A recent Enquirer analysis of state data found educator resignations in Ohio nearly quadruped from 2019 to 2021, in addition to there being five times as many retirements. State and local education leaders met to address the teacher shortage crisis late last month during a series of solutions-centered meetings.
The first event, hosted by Miami University, took place at the Voice of America Learning Center in West Chester Township. University leaders and officials from the Ohio Department of Education and the Ohio Department of Higher Education were in attendance along with 100 additional stakeholders in education, business, and government.
The purpose of the meetings were to celebrate teaching and to bring together stakeholders “to identify collaborative solutions to address the teacher shortage” and recruit and retain educators, the event registration link reads. “The teacher shortage is an issue that affects all our communities. Not only does the shortage of high-quality teachers have an impact on the learning opportunities available to the children in our schools, but it also has a direct effect on the economic vitality and quality of life in our communities,” the website reads.
“The lack of high-quality teachers in classrooms has a detrimental impact on student learning and a negative downstream impact on the talent pipeline needed by local businesses and organizations,” said Jason Lane, dean of Miami’s College of Education, Health and Society in a news release. “We need to develop collaborative approaches to recruit and retain more individuals to pursue teaching as a career.”
All Politics Are Local
While the media attention surrounding the mid-term elections focused primarily on federal and gubernatorial races, several state and local education related measures made the ballot. Voters across six states voted on seven education-related ballot measures ranging from additional funding for schools to financial aid for undocumented immigrants.

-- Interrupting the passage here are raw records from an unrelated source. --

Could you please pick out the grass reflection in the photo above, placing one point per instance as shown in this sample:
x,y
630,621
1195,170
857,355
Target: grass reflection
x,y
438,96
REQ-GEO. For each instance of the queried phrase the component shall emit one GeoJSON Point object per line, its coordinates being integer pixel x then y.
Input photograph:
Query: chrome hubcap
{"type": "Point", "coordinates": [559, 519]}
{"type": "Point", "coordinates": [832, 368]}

Results so far are as follows:
- Arizona: It is a tight contest for a proposition that allows undocumented students to pay in state tuition.

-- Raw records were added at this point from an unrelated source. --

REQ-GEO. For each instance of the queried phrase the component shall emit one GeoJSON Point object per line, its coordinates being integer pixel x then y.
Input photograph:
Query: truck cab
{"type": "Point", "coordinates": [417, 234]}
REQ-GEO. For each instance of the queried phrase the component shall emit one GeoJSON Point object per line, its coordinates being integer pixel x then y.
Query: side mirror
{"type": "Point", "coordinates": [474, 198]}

- California: The state secures a boost in funds of $1 billion for arts.
- Colorado: There is an early lead for an increase in state taxes to fund meals that meet nutrition requirements for public schools.
- Massachusetts: A tax on millionaires to provide education and transportation funding is too early to call with votes still being counted.
- New Mexico: Additional funding for ECE teacher pay and extended school year plus $215 million in bonds for schools passes.
- West Virginia: Voters shut down an amendment that would have required the State Board of Education to obtain legislative approval for proposed rules.
Additionally, State Superintendent races continue in the following states: Arizona, California, Georgia, Idaho, Oklahoma, South Carolina and Wyoming.